I remember other times being assaulted with an odor as soon as I stepped into a house.  Usually it was the house of an animal lover with indoor pets abounding, or an elderly couple whose days of cleaning up immaculately after kitty were past. This all makes me think of the power of smell to form our opinions, and rather quickly I might add. This is not good news.  For one, the impression left on a prospective renter might mean I have to replace carpet in the condo I was showing.  For two, it means I have to watch out as some people would describe the husband and I as an elderly couple whose days of cleaning up immaculately after kitty are past.

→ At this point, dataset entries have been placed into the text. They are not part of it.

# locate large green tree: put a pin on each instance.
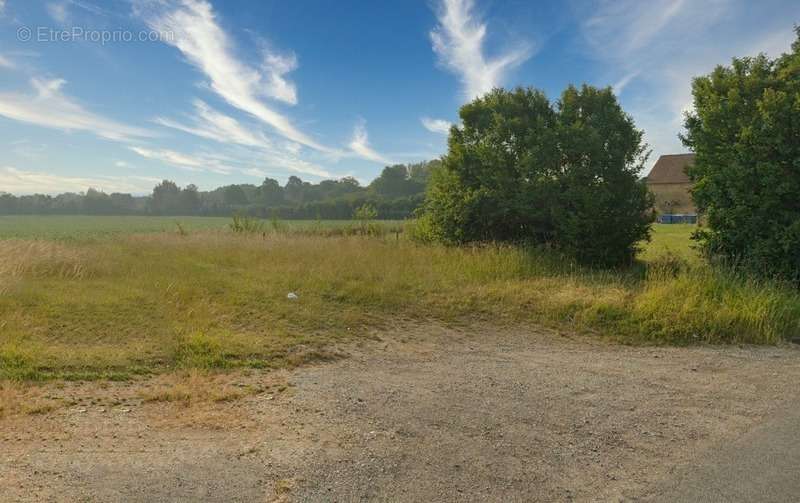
(745, 130)
(523, 169)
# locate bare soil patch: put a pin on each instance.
(420, 414)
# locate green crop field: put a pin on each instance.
(111, 297)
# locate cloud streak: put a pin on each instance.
(49, 107)
(213, 125)
(204, 44)
(183, 161)
(653, 50)
(17, 181)
(360, 145)
(459, 40)
(439, 126)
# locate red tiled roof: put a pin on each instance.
(671, 169)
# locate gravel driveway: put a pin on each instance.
(419, 414)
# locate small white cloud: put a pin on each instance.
(276, 67)
(213, 125)
(620, 85)
(440, 126)
(49, 107)
(183, 161)
(18, 181)
(458, 41)
(360, 145)
(59, 11)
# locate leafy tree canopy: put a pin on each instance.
(523, 169)
(745, 132)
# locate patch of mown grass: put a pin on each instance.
(17, 365)
(217, 300)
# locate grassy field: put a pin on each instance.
(128, 301)
(91, 227)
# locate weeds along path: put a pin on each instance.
(122, 306)
(420, 413)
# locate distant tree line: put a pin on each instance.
(395, 194)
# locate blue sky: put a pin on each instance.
(216, 92)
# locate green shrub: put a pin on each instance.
(745, 130)
(520, 169)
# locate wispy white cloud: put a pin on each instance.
(184, 161)
(49, 107)
(213, 125)
(205, 45)
(440, 126)
(17, 181)
(360, 145)
(622, 83)
(660, 45)
(5, 62)
(459, 40)
(59, 11)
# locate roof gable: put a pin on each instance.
(671, 169)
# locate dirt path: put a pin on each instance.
(420, 415)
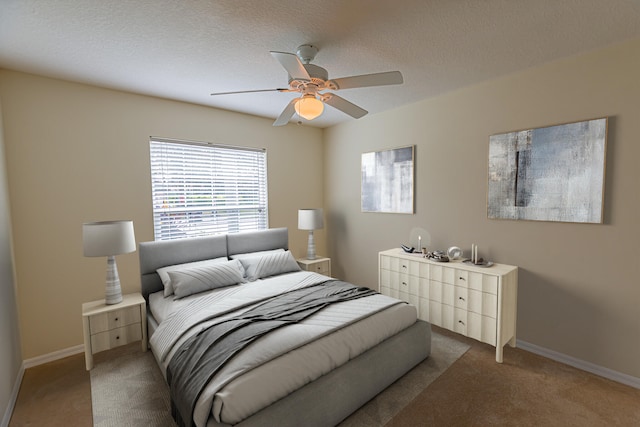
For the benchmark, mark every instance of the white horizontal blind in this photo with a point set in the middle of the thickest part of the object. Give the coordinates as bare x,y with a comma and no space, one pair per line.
204,189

We aren’t that old!!  I clean up after that cat all the time, cat hair, cat puke, cat litter, all of it…

One of these days I will start losing my sense of smell.  It might actually be an old age blessing, I don’t know.  but it’s not happening yet.  Lately every time I walk into my closet from a certain direction (there are two doors) I smell something… something sour, old.and difficult to describe any more concretely.  It’s only there for a few seconds and then it’s gone. I have done housecleaning professionally and following my training I have taken that closet apart, including inspection of all the shoe soles, behind the small dressers and washing the throw rug.  There is nothing there.  I have checked out the air vents. Nothing.  I don’t know where else to check, but the smell is still there.

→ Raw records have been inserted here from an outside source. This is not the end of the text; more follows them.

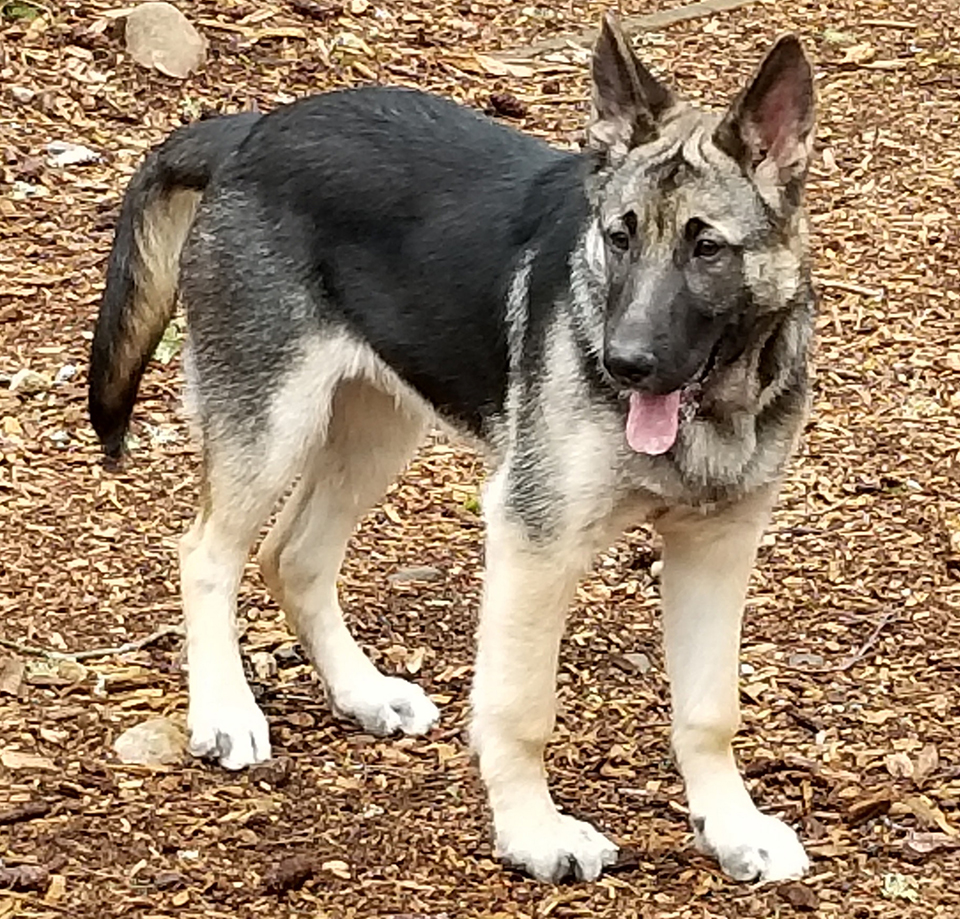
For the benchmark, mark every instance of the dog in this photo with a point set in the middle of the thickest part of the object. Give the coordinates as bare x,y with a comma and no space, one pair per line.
624,329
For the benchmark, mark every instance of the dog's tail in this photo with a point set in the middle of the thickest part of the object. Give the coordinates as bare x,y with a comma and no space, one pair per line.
144,265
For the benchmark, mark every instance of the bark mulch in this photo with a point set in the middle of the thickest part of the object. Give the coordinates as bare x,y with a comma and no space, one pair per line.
852,643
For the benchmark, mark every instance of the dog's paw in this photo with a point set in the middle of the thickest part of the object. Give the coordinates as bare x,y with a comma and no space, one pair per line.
385,705
752,846
234,731
555,848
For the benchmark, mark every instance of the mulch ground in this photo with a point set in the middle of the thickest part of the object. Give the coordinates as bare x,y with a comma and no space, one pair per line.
852,642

Did I just tell people that my house stinks?!  I’m making it sound like I live in a barn – that’s just not right.  I shouldn’t write that. 

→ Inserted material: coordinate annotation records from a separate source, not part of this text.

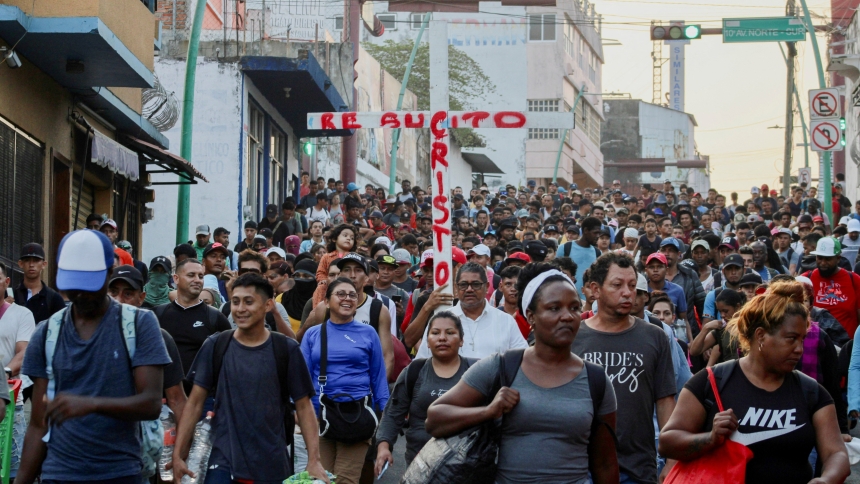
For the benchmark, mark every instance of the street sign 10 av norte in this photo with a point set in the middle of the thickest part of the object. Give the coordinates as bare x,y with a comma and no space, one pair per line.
773,29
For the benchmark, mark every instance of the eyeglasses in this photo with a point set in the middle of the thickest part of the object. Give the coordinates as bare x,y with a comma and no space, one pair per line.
475,285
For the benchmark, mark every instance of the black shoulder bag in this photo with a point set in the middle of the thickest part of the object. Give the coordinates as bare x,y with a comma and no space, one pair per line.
347,421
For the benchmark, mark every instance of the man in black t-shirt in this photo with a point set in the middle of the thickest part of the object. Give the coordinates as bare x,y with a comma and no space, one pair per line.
126,287
248,370
188,319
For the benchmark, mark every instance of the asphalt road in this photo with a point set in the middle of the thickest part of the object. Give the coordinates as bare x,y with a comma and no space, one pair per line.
395,471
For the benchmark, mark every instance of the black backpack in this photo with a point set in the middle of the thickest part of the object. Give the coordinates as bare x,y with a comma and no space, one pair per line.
281,346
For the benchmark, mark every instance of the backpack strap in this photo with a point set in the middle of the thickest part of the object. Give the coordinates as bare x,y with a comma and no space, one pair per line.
597,388
375,310
412,372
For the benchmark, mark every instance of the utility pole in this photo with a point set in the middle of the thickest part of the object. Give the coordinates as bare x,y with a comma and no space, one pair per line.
789,108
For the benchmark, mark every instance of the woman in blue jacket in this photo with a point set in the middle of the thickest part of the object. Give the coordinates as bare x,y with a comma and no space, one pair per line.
355,371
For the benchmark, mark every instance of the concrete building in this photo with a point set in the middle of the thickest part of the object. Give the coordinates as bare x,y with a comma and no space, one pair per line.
539,58
74,134
647,143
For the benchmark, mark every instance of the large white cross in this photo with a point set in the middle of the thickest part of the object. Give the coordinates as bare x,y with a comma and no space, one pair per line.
440,120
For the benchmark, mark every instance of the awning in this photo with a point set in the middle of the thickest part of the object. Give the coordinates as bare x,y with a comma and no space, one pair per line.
296,87
115,157
481,163
167,161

Lying in bed in the morning, I can tell if the timer on the coffee pot worked. I can walk toward my kitchen and tell immediately if the garbage should have been taken out the night before.  I can tell what it is in the garbage that is announcing itself and almost to the hour how long it has been there. I can tell from the opposite end of the house that the pan cooking whatever on the stove is out of water and working on a burn.  I can tell if the cat has used the litter box (oh, how I can tell!), I can tell if the shirt lying on the dryer is used and on its way to the wash or fresh and on its way to the closet.  I can smell way too much sometimes.

I’m revealing my smell obsession.  Stop it now.

Last night as a friend came to the house to bring me something, we stopped and talked by the dining room table.  I was very nervous to linger there as it was the area of one of my latest mystery smells.  Smelled like rotting chicken.  Really.  Fortunately she was bringing me some essential oils which smell really great.  I will never know whether she decided to demonstrate the difuser out of self defense.  She was too polite to say, and I kept hoping it was just happy coincidence that she chose a nice strong lavender.

Wow, maybe I do live in a barn!  What kind of house cleaner am I?!

When the husband came home from band practice, he smelled it too, and said he had been smelling it for days.  Funny thing, it was coming from his briefcase that he keeps on a chair at the end of the table.  Yeah, the one he takes to work and sometimes he throws his lunch into the side pocket.  Well, what do you know?  There’s still a boiled egg hiding in there from two weeks ago.  Nasty thing.

Gosh, it was rotting chicken.  We are getting so old.  But hey, we found it.  

I ran the difuser all night, right by my bed.  It was great.  I love lavender.



Please tell me this happens to you too.   Maybe, just once in a while?